例えば、令和7年(2025年)の1月に令和6年度分(2024年4月〜2025年3月)を一括で支払った場合、その全額は令和7年分(2025年3月提出分)の確定申告で社会保険料控除として計上できます。
12月までの支払いしか計上できないのか?
よくある誤解として「年内(12月)までに支払ったものしか申告できない」という声がありますが、それは事業の経費などの場合であって、社会保険料控除については違います。
国民健康保険料は、支払日がたとえ1月でも、その年(1月1日〜12月31日)に支払った分はすべて申告対象となります。したがって、12月までに支払っていなければならないという制限はありません。
一括納付でのメリットと注意点
一括納付を選ぶと、自治体によっては納付額が若干安くなる(早期納付割引)場合があります。また、支払日が明確になるため、確定申告時の計上がわかりやすいという利点もあります。
一方で、注意したいのは「口座引き落とし」を選択している場合です。自治体によっては複数回に分けて引き落とされるため、支払日が複数回にわかれる=複数年にまたがって計上される可能性があるということです。
実際のケーススタディ:令和6年6月に一括納付した場合
たとえば、令和6年6月に令和6年度分(4月〜翌3月分)を一括で現金またはクレジットカードで支払った場合、その全額は令和6年の確定申告(令和7年3月提出)で社会保険料控除に計上可能です。
逆に、令和7年1月に支払った場合は、たとえ保険料の対象が前年分であっても、令和7年分の申告対象になります。
確定申告での記載方法と必要書類
確定申告では、「社会保険料控除」欄に実際に支払った金額を記載します。自治体から送られる「納付済額証明書」や、領収書、クレジットカード明細、通帳の記帳内容などを手元に用意しましょう。

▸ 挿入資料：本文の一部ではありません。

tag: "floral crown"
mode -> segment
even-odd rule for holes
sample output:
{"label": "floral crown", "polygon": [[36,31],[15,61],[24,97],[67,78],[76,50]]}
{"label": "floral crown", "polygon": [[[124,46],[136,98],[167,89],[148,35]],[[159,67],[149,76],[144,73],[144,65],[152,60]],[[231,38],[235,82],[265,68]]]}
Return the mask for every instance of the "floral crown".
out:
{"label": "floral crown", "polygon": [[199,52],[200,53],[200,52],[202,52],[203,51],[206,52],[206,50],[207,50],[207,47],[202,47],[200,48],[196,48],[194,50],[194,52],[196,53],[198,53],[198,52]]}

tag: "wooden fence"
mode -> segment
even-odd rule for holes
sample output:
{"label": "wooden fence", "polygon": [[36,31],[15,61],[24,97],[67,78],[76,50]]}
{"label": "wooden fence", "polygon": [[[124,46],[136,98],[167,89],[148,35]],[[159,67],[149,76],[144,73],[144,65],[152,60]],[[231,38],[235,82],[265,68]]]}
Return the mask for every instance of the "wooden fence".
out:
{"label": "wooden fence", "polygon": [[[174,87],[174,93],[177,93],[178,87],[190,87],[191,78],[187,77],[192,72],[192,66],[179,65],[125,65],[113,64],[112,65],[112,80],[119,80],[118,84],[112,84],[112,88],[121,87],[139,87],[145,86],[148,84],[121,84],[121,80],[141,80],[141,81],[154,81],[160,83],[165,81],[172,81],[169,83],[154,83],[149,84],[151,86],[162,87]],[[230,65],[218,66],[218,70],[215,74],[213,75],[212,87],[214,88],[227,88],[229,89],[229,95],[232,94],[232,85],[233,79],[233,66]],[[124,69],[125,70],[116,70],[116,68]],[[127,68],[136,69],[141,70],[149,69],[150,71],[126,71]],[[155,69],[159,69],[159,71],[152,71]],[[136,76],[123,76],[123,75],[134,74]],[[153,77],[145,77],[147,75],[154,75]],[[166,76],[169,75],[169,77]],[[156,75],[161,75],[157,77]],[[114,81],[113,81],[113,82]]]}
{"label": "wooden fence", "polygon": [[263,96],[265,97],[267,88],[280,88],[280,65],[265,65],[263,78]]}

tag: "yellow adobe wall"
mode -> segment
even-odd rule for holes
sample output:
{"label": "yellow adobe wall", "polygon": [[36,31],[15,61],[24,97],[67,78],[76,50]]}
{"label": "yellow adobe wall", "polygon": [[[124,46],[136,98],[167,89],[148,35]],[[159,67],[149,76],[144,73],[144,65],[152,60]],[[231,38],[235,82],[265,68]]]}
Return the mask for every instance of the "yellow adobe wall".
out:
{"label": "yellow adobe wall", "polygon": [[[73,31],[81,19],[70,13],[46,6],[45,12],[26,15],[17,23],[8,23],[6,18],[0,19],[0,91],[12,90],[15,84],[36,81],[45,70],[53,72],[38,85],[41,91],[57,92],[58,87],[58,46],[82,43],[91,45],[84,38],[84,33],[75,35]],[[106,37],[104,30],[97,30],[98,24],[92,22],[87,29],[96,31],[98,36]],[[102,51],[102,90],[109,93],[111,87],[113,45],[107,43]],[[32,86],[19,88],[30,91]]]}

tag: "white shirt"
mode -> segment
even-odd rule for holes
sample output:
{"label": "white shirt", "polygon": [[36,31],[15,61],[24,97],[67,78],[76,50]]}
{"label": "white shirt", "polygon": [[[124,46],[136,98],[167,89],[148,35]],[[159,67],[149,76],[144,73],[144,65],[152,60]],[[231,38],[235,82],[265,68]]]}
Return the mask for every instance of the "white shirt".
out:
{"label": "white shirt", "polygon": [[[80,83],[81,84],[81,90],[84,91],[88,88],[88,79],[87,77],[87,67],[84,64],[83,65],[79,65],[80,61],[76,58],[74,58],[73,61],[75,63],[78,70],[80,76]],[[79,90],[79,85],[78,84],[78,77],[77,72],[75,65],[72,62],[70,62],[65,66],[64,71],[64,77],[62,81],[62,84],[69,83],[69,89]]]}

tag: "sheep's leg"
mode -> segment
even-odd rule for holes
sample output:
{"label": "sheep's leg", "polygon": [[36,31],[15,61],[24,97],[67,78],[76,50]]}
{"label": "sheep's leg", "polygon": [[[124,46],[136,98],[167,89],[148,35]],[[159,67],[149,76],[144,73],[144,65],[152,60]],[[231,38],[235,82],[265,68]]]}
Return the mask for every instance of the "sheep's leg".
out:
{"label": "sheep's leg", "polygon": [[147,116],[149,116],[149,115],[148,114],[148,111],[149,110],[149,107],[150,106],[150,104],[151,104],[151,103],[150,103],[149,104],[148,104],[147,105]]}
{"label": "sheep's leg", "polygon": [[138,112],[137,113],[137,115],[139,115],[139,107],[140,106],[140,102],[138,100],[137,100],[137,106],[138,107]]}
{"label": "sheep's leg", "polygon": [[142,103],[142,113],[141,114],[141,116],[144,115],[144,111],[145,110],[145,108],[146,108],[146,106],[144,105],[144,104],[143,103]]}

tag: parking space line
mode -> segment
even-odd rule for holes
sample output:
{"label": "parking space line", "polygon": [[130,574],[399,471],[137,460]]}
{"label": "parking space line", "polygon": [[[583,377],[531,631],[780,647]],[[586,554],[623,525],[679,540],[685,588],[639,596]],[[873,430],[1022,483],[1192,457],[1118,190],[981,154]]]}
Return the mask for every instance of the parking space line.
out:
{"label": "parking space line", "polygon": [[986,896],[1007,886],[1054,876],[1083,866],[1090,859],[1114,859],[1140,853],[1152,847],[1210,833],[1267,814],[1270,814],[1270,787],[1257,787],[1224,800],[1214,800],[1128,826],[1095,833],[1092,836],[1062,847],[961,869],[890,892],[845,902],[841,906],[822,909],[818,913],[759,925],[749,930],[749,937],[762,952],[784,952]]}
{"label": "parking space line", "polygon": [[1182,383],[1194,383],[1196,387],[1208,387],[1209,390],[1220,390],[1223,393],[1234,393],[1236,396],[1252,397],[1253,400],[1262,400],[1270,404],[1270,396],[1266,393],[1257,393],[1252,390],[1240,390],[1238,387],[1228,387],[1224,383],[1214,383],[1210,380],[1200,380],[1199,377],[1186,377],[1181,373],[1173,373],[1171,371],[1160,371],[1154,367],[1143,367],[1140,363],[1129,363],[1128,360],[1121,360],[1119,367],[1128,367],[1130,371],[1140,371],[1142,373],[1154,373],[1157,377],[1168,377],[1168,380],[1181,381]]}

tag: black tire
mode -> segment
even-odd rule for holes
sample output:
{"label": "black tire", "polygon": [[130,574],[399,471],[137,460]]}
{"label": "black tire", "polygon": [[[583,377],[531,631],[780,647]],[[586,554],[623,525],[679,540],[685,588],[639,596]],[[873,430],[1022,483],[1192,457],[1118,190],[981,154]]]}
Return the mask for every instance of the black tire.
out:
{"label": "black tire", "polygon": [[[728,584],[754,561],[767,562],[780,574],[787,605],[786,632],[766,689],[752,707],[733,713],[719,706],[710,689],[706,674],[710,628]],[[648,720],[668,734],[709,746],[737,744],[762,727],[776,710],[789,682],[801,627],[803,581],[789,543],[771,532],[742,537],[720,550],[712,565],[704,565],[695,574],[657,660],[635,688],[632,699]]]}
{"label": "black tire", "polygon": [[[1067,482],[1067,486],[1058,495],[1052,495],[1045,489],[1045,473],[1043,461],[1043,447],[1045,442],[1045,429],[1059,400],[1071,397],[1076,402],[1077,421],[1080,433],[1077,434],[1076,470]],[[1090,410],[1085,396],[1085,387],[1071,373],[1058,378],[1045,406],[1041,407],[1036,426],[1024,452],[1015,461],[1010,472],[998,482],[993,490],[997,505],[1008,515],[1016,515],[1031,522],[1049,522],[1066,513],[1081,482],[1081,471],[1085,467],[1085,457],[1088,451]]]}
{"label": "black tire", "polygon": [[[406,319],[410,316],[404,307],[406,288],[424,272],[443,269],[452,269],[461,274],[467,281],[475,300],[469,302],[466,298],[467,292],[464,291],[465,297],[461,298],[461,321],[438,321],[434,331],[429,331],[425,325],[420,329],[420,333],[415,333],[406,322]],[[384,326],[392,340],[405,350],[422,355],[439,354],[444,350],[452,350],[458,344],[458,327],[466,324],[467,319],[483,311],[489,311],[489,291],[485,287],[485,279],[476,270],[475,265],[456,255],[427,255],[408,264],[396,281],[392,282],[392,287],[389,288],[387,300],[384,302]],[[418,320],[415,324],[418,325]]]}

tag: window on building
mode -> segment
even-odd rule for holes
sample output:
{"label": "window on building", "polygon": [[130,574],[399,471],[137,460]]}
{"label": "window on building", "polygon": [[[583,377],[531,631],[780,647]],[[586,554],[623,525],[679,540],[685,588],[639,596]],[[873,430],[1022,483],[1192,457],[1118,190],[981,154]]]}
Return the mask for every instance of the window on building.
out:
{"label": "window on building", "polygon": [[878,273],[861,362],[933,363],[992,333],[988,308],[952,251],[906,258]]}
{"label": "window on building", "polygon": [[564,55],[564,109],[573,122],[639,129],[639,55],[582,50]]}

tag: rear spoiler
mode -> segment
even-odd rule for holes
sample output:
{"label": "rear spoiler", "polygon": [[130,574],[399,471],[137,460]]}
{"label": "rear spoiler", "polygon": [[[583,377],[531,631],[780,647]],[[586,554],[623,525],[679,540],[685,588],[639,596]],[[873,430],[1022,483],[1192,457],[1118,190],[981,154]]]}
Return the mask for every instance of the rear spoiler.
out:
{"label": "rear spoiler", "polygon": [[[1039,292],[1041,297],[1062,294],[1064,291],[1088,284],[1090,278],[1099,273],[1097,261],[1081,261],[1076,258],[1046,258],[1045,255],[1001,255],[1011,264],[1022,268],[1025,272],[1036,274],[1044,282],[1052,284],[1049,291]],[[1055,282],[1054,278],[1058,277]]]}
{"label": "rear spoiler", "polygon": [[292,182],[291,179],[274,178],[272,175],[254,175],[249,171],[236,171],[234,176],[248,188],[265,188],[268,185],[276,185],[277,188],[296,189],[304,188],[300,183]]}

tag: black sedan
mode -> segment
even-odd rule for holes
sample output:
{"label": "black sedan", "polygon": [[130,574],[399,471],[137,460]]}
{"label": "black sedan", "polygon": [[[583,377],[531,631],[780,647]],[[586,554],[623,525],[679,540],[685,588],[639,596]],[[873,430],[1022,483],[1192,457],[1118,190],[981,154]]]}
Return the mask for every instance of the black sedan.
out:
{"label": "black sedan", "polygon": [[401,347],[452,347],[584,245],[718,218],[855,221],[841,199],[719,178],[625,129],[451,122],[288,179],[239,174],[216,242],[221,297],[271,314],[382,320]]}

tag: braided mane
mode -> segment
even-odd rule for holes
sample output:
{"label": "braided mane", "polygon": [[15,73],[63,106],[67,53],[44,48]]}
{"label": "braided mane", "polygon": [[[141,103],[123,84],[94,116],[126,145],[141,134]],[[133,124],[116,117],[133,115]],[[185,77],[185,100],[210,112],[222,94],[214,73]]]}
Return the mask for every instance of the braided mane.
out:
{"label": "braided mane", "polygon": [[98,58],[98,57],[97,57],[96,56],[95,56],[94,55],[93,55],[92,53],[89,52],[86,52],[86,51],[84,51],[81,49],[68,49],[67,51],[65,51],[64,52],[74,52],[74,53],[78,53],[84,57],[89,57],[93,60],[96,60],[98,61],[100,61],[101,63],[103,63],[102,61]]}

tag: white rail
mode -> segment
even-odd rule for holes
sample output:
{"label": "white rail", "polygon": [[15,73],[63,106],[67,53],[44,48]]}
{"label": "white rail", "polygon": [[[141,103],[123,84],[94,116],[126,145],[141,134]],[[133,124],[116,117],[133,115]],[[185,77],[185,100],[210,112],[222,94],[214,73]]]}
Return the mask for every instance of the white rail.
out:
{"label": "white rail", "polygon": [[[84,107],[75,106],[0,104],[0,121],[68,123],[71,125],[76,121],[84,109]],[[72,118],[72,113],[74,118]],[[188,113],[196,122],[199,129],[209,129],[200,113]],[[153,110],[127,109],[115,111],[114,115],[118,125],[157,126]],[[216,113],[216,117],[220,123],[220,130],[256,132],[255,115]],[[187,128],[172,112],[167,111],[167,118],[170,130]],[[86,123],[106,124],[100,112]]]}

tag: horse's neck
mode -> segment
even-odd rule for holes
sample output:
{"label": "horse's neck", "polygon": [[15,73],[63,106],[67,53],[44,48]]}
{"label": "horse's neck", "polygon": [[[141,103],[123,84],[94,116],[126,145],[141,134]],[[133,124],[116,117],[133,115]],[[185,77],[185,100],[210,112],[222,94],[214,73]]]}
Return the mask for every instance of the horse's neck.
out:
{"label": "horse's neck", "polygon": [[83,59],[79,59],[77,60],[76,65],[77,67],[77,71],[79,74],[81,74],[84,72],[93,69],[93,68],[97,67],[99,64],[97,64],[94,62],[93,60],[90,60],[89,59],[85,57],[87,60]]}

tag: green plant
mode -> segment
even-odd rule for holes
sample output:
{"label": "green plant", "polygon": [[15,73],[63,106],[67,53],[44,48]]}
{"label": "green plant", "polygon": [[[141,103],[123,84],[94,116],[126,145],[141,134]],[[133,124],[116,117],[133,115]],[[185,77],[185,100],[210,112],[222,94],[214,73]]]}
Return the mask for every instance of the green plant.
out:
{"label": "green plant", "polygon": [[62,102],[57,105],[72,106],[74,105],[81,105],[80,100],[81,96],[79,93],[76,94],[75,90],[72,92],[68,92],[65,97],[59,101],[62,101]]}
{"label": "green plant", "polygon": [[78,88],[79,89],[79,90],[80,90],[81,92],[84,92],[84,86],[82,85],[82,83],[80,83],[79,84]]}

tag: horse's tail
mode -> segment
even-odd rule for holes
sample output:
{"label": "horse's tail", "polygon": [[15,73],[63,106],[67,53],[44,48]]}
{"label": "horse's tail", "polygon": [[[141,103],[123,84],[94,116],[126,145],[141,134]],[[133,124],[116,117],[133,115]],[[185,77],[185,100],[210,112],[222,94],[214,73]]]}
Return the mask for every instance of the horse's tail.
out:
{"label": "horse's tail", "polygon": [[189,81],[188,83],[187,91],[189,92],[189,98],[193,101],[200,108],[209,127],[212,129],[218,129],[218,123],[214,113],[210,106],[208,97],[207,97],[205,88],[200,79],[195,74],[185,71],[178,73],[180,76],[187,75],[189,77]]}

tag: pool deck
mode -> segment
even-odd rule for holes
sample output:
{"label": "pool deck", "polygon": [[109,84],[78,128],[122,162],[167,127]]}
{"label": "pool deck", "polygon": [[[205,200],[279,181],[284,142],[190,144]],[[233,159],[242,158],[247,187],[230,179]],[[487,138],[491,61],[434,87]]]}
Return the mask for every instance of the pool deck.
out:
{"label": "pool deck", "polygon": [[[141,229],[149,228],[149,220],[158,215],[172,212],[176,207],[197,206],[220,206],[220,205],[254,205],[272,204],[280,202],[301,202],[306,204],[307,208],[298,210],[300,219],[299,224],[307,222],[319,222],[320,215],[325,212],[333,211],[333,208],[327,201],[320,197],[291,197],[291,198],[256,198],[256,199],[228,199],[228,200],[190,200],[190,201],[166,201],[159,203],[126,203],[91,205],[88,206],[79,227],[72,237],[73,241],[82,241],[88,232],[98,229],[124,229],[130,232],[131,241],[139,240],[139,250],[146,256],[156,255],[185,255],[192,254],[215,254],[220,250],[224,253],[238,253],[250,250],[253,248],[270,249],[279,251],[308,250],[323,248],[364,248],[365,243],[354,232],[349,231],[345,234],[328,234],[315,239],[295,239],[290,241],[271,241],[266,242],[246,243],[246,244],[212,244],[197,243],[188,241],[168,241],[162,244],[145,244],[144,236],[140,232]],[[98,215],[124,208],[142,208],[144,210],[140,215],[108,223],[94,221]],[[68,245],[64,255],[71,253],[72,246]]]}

e-Taxを使う場合も、これらの書類の提出は原則不要ですが、税務署から提出を求められた場合に備えて5年間は保管しておきましょう。
まとめ:国保の一括納付は「支払日ベース」で計上
国民健康保険料は、何月分であっても「支払日」が属する年の所得控除として申告できます。つまり、来年3月までの分を今年中に一括で納付した場合、全額を今年の確定申告で控除対象にできます。
納付時期を工夫することで、節税や家計の計画的な管理にもつながります。わからない点があれば、自治体の税務課や税理士に相談するのもおすすめです。